[O(log(n)^2) C++ Binary Search Method] Concise with explanation


  • 0
    H
    class Solution {
    private:
        /// This mask is used to check the highest bit in a int number.
        int mask = 1 << 31;
    
        /// *code* is an int number that encodes the path to the leaf.
        /// *counter* is the height of the full binary tree (upper n - 1 levels).
        bool check (TreeNode* root, int code, int counter) {
            code <<= (32 - counter);
            while (counter > 0) {
                /// When the highest code is 0, move to left.

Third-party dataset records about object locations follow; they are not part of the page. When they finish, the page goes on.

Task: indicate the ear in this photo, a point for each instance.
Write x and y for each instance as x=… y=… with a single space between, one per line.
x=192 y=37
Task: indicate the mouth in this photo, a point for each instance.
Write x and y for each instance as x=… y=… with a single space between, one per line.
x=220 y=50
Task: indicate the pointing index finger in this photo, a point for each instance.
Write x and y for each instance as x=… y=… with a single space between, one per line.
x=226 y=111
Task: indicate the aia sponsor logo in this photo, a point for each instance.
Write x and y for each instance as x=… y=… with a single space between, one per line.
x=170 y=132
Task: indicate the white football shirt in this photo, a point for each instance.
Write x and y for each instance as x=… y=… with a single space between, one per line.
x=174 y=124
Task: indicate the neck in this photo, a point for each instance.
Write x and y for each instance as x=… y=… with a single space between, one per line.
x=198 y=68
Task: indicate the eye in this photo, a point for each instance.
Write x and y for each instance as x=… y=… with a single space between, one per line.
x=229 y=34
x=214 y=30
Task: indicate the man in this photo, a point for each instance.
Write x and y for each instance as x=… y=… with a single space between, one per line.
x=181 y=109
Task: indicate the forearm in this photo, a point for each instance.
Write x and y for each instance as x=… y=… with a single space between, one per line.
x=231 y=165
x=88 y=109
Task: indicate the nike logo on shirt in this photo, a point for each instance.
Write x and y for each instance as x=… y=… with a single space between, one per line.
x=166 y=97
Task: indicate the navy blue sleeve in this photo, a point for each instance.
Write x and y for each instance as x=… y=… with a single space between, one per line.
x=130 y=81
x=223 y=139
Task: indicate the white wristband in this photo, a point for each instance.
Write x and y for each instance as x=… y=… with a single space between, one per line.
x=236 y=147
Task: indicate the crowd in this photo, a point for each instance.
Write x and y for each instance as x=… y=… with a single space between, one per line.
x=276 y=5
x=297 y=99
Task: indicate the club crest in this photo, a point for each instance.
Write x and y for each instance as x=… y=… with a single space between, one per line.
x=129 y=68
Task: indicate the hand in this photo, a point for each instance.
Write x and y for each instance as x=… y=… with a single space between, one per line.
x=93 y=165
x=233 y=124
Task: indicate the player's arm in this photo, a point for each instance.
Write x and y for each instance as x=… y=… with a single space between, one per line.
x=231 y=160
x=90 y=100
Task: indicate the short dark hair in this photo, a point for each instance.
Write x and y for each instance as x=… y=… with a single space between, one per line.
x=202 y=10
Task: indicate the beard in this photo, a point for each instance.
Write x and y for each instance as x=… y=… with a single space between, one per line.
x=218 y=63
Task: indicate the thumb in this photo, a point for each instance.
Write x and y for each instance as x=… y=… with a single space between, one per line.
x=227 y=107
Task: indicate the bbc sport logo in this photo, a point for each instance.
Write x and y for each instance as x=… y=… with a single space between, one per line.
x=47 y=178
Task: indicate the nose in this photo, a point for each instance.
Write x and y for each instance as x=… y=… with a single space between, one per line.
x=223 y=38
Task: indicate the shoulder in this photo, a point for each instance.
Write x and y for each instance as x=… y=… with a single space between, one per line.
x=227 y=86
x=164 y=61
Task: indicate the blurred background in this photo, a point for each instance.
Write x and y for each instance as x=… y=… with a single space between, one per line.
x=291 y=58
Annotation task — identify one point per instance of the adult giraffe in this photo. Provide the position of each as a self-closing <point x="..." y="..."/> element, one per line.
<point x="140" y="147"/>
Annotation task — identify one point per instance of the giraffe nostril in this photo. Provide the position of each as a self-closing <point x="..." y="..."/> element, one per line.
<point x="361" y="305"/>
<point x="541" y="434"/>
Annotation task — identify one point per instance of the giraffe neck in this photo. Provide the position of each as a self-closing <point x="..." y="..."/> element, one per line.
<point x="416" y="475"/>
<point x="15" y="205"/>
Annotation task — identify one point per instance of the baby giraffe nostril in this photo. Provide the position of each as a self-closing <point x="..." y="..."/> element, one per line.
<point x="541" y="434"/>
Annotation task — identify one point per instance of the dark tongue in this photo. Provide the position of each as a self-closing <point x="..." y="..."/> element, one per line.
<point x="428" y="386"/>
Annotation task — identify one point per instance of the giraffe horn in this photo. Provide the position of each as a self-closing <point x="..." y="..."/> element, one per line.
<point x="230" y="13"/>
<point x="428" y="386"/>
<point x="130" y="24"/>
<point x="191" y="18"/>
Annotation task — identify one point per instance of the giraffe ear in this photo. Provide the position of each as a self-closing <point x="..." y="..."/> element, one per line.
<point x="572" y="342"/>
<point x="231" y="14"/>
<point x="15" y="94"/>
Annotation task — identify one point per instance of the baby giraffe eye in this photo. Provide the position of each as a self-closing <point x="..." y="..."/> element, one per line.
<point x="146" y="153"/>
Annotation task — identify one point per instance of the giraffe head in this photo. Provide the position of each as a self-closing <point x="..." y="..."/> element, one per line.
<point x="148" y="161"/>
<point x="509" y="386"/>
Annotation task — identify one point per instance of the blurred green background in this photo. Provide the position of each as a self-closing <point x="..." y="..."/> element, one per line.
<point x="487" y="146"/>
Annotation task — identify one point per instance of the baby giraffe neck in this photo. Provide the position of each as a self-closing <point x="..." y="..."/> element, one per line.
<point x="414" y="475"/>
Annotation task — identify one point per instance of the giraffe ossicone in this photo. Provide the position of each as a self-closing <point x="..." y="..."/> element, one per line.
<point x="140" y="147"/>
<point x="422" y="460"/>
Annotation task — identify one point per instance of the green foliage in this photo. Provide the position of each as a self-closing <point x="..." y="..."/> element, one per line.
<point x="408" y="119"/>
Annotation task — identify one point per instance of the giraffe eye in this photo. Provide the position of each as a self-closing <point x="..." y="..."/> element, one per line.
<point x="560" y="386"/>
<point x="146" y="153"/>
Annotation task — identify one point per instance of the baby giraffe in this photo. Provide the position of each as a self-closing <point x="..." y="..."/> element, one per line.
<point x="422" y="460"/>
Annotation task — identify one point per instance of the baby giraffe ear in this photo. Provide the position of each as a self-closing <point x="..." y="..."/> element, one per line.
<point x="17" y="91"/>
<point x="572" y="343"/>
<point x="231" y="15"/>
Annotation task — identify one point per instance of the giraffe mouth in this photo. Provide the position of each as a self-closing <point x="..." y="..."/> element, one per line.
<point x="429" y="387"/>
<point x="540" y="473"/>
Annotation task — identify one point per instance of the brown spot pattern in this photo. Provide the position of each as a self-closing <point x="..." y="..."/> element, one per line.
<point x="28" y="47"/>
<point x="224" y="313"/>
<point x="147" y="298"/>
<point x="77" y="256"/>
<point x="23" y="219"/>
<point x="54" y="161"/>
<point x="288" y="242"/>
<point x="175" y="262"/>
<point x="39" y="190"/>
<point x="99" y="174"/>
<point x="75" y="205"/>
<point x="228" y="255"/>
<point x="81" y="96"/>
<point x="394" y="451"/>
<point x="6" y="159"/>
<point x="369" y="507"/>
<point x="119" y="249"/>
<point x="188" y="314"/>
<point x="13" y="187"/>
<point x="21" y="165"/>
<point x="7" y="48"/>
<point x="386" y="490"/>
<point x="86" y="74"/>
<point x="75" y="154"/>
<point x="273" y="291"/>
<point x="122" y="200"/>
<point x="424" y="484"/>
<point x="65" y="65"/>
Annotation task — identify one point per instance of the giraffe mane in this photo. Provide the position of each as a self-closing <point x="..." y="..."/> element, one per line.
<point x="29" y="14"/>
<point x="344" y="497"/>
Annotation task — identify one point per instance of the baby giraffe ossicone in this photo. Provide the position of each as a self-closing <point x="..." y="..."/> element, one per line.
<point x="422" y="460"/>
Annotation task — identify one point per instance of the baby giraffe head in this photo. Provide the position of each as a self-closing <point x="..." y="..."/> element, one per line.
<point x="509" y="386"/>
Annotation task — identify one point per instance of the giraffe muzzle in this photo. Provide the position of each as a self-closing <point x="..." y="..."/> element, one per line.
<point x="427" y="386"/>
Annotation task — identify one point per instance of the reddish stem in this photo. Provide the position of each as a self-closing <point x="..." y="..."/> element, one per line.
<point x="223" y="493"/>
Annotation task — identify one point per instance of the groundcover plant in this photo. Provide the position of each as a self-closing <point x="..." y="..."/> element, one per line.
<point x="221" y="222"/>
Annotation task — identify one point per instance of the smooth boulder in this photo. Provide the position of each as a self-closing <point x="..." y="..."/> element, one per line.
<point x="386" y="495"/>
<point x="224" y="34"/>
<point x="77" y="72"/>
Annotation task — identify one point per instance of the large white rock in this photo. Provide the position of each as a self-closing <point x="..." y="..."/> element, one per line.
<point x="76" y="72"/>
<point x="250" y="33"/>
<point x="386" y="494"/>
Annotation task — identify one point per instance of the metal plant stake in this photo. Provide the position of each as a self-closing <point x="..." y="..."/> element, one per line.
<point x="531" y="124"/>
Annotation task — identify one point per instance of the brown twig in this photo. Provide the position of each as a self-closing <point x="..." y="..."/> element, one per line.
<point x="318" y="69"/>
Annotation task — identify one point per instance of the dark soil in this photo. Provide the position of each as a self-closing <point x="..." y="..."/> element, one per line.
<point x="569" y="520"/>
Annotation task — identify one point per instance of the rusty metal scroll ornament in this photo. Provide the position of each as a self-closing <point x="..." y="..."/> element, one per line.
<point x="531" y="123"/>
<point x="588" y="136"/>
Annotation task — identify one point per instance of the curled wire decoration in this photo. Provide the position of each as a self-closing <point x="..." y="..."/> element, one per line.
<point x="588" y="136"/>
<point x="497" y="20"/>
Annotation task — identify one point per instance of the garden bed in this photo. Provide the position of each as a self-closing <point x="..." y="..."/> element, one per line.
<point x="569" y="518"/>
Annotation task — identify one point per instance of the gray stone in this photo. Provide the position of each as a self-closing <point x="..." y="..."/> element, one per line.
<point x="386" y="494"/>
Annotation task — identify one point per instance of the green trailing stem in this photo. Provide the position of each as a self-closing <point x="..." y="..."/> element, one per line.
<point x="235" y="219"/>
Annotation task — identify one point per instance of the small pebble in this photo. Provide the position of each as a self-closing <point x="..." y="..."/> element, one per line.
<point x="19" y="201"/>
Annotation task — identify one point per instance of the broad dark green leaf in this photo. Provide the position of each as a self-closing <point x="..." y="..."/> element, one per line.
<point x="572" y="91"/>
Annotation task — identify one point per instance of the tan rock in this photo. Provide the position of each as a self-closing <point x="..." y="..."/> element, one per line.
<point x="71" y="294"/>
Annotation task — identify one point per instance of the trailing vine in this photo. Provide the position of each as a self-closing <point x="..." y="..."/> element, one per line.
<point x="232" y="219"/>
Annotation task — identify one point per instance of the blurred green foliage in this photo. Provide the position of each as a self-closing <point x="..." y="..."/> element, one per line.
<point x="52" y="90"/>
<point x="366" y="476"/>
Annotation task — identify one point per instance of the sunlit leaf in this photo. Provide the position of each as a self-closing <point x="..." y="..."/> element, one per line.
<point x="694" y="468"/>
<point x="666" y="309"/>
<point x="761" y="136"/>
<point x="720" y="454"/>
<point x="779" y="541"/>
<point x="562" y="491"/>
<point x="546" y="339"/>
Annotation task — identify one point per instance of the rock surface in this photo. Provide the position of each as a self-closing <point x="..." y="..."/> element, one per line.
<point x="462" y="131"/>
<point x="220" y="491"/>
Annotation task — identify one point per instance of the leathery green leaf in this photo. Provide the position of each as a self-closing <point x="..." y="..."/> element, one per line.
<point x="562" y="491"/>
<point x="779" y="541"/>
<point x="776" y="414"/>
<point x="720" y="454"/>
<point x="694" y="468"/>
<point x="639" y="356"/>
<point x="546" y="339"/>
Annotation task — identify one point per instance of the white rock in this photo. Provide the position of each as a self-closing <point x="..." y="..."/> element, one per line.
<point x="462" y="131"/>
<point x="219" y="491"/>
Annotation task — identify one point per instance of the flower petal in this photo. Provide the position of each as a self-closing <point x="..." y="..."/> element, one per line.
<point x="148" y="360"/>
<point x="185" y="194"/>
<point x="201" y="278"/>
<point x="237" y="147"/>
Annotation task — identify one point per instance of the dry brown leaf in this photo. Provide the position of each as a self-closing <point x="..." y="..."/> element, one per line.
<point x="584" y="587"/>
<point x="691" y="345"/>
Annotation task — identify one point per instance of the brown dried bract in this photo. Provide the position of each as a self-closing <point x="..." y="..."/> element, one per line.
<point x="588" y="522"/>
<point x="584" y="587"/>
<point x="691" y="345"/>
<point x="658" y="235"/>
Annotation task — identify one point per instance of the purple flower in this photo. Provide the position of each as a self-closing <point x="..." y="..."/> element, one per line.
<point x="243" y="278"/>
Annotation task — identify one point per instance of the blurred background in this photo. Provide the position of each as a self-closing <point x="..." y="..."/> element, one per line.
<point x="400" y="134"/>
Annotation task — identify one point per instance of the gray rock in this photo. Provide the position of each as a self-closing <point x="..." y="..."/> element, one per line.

Otherwise move to left.
                if (code & mask) root = root->right;
                else root = root->left;
                
                code <<= 1;
                --counter;
            }
            return root != nullptr;
        }
        
    public:
        int countNodes(TreeNode* root) {
            int counter = 0;
            TreeNode *left = root, *right = root;
            while (left && right) {
                left = left->left;
                right = right->right;
                ++counter;
            }
            if (counter == 0) return 0;
            if (!left) return (pow(2, counter) - 1);
            
            /// leftcode encodes the path to the left most leaf (all 0s).
            /// rightcode encodes the path to the right most (possible) leaf (all 1s).
            int leftcode = 0, rightcode = 0;
            for (int i = 0; i < counter; ++i) {
                rightcode <<= 1;
                rightcode += 1;
            };
            
            while (leftcode != rightcode && leftcode != rightcode - 1) {
                /// Get path to the middle leaf node.
                int mid = leftcode + (rightcode - leftcode) / 2;
                if (check(root, mid, counter)) leftcode = mid;
                else rightcode = mid - 1;
            }
            
            if (check(root, rightcode, counter)) return pow(2, counter) + rightcode;
            else return pow(2, counter) + leftcode;
        }
    };
    

  • 0
    H

    Yes, this method has limitation - the height of this tree must be smaller than 32 (or we can use long to extend this limitation).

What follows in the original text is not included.